Stephen Williams is the sultan of sustainable.

It’s no secret that “healthy” food can sometimes taste like corrugated cardboard, but Son & Soil, brainchild of Stephen Williams of Bouquet, is fighting the good fight in the name of flavor.

Somethin’ Blue Smoothie, with blackberry, blueberry, flax, and local honey

Photograph by Jeremy Kramer

While I’m leery of spending $8 for non-alcoholic liquid, their Sweet Roots blend of beet and orange juices nails that pitch-perfect earthy sweetness of beet salads. And the Turmeric Tonic—a bracing combination of juices from turmeric and ginger roots, lemon, and a generous pinch of cayenne pepper—gets a drizzle of local honey to cut the intense natural heat. (Word on the street is that it’s also a decent hangover cure.) Looking for something a little less vegetal? The Elvis smoothie is in order. Cacao, banana, peanut butter, and vanilla hemp milk (a non-dairy alternative) yield a frozen confection that tastes like the illicit love child of a Wendy’s Frosty and a Reese’s Cup. And I’d be remiss not to mention Williams’s substantial sandwiches served with oversized (think 10-inch) spears of house dill pickles.
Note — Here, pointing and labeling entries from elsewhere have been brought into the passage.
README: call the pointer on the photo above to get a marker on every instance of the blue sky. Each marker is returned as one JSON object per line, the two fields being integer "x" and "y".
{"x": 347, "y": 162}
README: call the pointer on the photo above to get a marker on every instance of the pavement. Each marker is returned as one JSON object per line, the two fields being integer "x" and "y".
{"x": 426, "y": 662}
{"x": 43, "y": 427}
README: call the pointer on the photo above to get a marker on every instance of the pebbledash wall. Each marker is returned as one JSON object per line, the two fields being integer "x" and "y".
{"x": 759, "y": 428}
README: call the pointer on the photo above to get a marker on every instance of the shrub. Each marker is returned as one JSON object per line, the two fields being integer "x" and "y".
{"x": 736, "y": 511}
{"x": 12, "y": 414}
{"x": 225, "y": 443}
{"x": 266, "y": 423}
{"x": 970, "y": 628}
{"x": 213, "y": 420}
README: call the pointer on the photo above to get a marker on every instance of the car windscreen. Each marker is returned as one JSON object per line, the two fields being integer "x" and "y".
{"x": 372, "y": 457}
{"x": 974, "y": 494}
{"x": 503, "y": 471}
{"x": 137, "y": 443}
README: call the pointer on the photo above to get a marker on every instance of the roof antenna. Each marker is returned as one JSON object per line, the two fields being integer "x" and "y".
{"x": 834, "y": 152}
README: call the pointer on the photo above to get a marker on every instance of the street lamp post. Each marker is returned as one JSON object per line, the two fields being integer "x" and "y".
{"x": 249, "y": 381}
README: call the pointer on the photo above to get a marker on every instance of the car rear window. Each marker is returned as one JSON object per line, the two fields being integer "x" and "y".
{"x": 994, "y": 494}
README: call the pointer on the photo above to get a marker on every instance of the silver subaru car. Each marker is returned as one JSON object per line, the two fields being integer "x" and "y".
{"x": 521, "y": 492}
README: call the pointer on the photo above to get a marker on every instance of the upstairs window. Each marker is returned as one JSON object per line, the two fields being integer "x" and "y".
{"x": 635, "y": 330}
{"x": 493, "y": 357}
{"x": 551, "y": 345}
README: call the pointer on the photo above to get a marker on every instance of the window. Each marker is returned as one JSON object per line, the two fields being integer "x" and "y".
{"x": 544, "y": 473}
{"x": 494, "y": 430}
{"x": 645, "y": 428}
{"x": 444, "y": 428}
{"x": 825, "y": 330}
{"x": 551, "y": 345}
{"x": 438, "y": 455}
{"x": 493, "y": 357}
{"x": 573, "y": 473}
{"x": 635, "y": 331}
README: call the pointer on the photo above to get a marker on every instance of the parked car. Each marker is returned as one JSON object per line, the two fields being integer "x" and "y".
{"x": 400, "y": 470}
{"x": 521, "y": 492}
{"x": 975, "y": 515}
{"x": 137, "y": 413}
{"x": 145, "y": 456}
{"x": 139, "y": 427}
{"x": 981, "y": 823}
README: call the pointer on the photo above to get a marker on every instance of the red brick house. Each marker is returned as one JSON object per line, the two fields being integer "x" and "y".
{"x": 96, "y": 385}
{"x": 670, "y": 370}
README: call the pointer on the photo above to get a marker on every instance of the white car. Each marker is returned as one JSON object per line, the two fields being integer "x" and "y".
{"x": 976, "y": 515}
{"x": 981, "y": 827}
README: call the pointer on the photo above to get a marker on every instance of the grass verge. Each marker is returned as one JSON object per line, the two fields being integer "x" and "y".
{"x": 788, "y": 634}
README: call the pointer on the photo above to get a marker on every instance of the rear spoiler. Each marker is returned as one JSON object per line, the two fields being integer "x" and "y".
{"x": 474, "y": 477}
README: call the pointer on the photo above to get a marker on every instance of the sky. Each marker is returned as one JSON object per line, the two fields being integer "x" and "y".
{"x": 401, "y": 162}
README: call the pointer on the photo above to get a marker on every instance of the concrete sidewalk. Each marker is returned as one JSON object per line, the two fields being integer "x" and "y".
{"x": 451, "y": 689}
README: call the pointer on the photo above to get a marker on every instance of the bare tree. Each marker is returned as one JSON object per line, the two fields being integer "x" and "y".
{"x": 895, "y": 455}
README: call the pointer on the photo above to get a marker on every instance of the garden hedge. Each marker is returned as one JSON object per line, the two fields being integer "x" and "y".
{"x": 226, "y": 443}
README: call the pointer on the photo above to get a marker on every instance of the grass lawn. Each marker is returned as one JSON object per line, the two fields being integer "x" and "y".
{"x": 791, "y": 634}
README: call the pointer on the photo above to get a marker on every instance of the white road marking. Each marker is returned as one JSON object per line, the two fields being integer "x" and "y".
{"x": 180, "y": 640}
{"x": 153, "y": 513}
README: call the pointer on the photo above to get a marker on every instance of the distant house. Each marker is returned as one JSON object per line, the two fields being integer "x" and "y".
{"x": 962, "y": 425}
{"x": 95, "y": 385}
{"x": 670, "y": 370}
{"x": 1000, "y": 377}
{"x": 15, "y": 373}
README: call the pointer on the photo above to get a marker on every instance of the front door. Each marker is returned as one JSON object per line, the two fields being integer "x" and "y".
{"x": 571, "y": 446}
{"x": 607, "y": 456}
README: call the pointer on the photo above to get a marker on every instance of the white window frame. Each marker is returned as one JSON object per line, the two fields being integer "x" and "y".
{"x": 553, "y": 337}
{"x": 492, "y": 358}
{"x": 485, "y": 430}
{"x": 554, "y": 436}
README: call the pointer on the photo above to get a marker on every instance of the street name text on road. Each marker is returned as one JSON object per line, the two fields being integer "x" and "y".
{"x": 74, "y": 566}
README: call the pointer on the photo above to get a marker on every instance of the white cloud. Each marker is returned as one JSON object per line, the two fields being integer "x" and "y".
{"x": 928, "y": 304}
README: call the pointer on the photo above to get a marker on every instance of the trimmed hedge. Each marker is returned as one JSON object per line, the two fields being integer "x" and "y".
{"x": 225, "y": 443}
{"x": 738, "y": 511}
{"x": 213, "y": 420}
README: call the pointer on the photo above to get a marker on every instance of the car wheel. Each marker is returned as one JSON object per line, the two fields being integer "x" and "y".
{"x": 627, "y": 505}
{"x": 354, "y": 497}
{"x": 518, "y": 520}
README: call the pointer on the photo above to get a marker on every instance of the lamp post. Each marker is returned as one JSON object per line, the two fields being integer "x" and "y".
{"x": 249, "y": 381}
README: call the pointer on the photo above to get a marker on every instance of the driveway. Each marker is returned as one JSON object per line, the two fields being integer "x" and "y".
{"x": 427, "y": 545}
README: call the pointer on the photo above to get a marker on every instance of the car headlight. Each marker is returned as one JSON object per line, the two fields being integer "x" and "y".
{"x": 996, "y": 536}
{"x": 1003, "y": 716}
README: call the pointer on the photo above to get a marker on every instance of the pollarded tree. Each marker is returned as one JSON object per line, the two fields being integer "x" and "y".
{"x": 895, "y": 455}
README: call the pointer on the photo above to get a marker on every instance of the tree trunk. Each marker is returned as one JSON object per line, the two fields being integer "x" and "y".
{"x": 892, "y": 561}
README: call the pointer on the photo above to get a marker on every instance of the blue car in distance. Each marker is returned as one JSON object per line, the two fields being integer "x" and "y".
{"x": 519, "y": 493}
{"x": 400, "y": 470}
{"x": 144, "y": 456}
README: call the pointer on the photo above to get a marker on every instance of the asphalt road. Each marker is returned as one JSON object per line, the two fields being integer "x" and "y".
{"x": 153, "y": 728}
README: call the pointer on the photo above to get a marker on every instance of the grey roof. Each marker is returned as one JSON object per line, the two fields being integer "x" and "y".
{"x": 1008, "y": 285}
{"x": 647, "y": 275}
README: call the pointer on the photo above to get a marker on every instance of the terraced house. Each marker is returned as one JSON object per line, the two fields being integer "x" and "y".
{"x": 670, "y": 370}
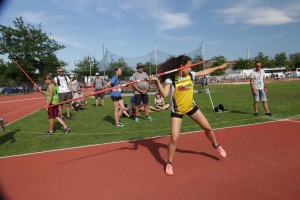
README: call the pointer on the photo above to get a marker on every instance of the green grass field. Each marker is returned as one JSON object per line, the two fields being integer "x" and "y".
{"x": 96, "y": 126}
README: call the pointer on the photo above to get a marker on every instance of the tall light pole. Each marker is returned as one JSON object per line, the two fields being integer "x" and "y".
{"x": 103, "y": 60}
{"x": 202, "y": 51}
{"x": 248, "y": 53}
{"x": 75, "y": 69}
{"x": 91, "y": 63}
{"x": 203, "y": 54}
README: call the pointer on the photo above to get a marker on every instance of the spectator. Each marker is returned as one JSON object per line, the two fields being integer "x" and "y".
{"x": 24, "y": 88}
{"x": 140, "y": 91}
{"x": 159, "y": 102}
{"x": 115, "y": 95}
{"x": 74, "y": 84}
{"x": 259, "y": 88}
{"x": 99, "y": 84}
{"x": 64, "y": 92}
{"x": 51, "y": 100}
{"x": 78, "y": 102}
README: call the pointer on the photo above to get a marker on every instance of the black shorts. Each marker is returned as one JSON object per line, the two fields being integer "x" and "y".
{"x": 116, "y": 98}
{"x": 139, "y": 98}
{"x": 101, "y": 95}
{"x": 64, "y": 97}
{"x": 191, "y": 112}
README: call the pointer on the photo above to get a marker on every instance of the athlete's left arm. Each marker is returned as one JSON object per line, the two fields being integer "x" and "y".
{"x": 210, "y": 70}
{"x": 265, "y": 83}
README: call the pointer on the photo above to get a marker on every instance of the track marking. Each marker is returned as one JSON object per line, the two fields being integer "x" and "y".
{"x": 93, "y": 145}
{"x": 23, "y": 109}
{"x": 22, "y": 100}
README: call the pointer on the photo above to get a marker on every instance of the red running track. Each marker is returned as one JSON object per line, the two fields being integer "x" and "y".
{"x": 14, "y": 107}
{"x": 262, "y": 163}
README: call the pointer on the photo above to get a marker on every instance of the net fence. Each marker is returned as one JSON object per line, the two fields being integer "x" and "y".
{"x": 154, "y": 57}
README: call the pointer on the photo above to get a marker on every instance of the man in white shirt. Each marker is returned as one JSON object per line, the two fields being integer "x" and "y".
{"x": 64, "y": 91}
{"x": 259, "y": 88}
{"x": 74, "y": 84}
{"x": 78, "y": 102}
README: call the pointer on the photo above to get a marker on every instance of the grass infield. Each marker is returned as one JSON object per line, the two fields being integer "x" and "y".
{"x": 96, "y": 125}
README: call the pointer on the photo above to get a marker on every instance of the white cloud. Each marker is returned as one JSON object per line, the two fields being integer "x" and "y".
{"x": 170, "y": 21}
{"x": 267, "y": 38}
{"x": 69, "y": 42}
{"x": 125, "y": 6}
{"x": 255, "y": 16}
{"x": 101, "y": 9}
{"x": 34, "y": 17}
{"x": 196, "y": 4}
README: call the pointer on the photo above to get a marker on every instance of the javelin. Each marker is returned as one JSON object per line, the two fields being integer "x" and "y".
{"x": 29, "y": 78}
{"x": 130, "y": 83}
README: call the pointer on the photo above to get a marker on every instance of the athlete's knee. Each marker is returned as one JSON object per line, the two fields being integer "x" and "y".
{"x": 174, "y": 140}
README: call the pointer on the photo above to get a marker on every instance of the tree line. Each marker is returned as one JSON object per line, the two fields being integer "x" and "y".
{"x": 36, "y": 52}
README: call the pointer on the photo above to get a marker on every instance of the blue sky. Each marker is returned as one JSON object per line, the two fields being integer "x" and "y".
{"x": 131, "y": 28}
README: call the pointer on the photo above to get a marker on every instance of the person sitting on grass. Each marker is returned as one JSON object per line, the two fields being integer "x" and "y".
{"x": 159, "y": 102}
{"x": 51, "y": 100}
{"x": 78, "y": 103}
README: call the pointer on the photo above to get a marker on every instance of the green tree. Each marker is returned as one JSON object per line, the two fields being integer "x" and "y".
{"x": 265, "y": 60}
{"x": 242, "y": 64}
{"x": 149, "y": 68}
{"x": 296, "y": 62}
{"x": 218, "y": 60}
{"x": 31, "y": 48}
{"x": 84, "y": 67}
{"x": 197, "y": 58}
{"x": 126, "y": 70}
{"x": 280, "y": 59}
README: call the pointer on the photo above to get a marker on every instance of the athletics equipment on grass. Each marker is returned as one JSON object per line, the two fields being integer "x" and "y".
{"x": 219, "y": 108}
{"x": 34, "y": 85}
{"x": 2, "y": 122}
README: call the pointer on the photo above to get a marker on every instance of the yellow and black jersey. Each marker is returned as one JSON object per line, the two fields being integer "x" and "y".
{"x": 181, "y": 94}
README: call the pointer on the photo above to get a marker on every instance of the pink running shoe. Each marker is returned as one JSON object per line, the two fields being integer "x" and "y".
{"x": 169, "y": 169}
{"x": 221, "y": 151}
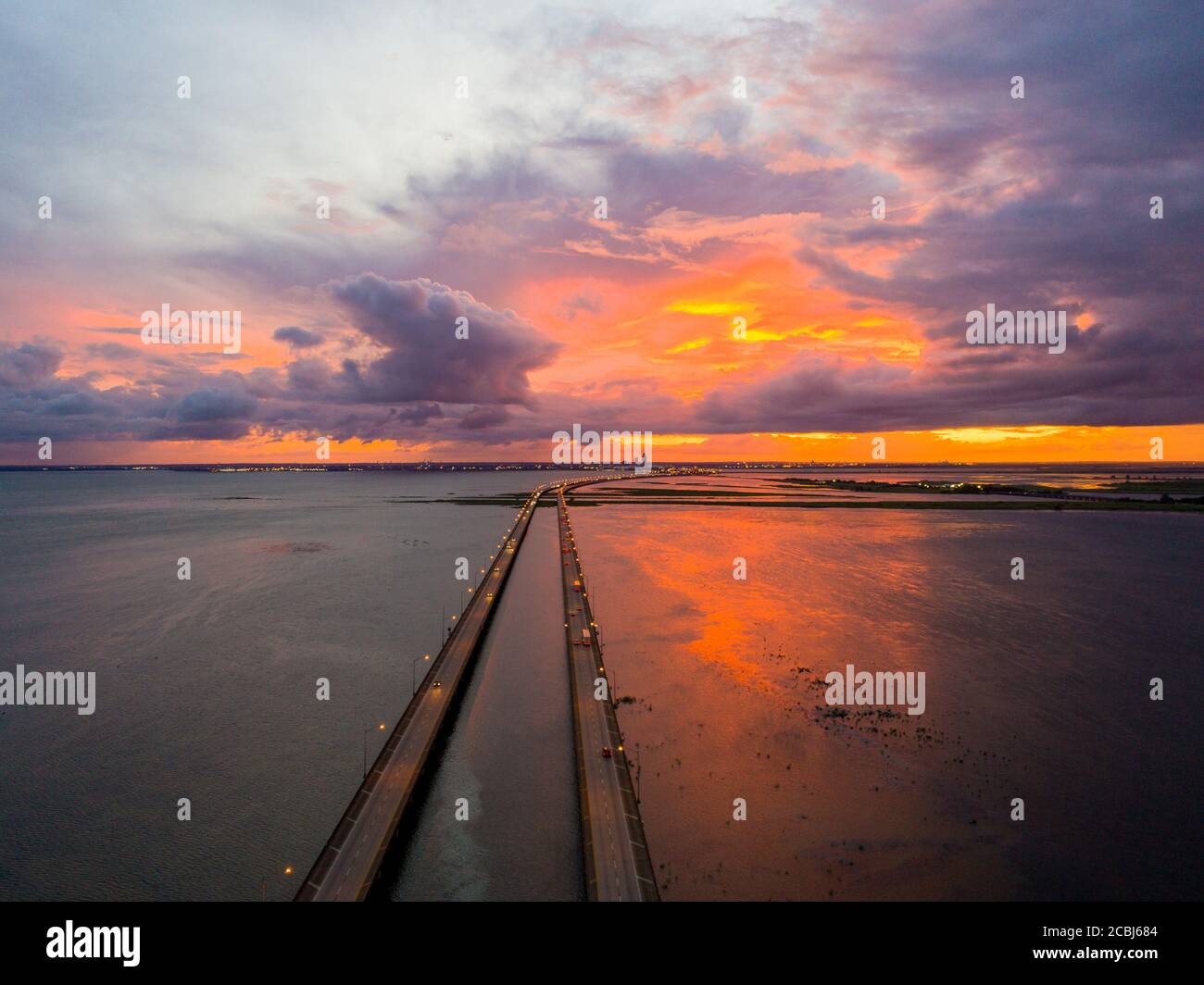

The BLT, with bacon, lettuce, tomato, pickle, and house mustard on rye bread

Photograph of Jeremy Kramer

Sixteen Bricks bread forms the foundation of updated classics like the spicy club (turkey, avocado, shredded burnt carrot, cheddar, and jalapeño jam) or the roast beef and cheddar with a bold bite from the house-made—think Colman’s Covington cousin—mustard.